The Case of the Vanishing Databases: A Deep Dive into HADR Deadlocks

Imagine opening SQL Server Management Studio (SSMS) on a Monday morning and finding… nothing. Your databases are gone from the Object Explorer. You try a different machine, you try a different version of SSMS, but the result is the same. Empty.

This was the reality for one of our customers. The databases had been "invisible" for more than 24 hours. While the instance was running, the management layer was paralyzed.

Phase 1: The Ghost in the Machine

The first instinct was to look for locks. The customer checked running processes, but found no obvious blockers. Initially, we suspected a lock timeout issue, but the Activity Monitor showed no long-term schema locks.

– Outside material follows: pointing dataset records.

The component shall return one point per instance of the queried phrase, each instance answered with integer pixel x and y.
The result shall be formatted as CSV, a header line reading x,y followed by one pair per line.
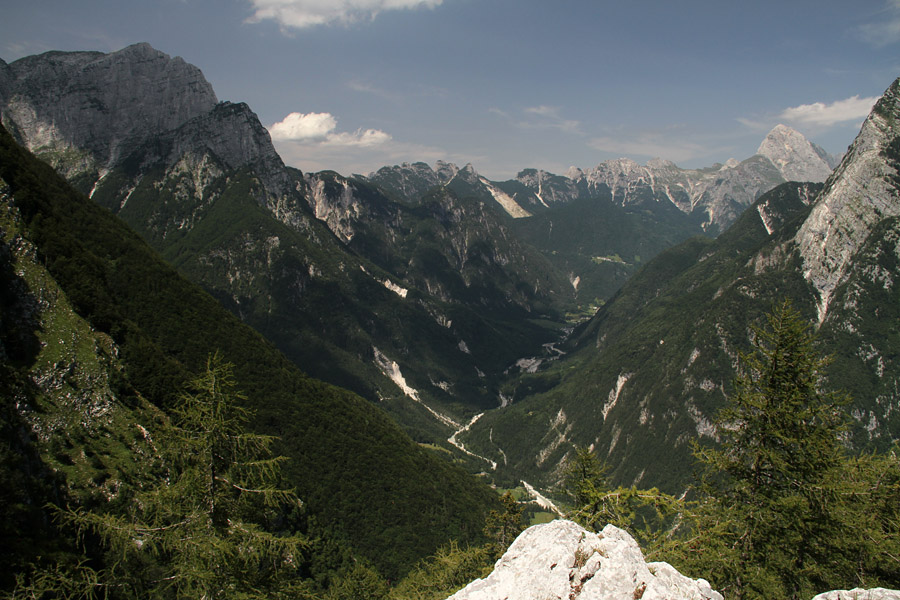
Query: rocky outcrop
x,y
719,194
863,191
104,104
795,156
562,560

Then we spotted it: A Backup process that was essentially a zombie. It had been running for 38 hours with 0 CPU activity, 0 reads, and 0 writes. It was stuck in a perpetual wait state: HADR_SYNC_COMMIT.

Phase 2: The Master Database Misdirection

The mystery deepened when we realized that this backup process was holding locks in the master database, specifically blocking access to sys.databases. This is why SSMS couldn't list anything.

However, a HADR_SYNC_COMMIT wait technically shouldn't happen on the master database. This was a crucial realization: the locked tables in master were just a symptom, not the cause. We were looking at a ripple effect from a problem located elsewhere.

Phase 3: 600,000 Events and the "Smoking Gun"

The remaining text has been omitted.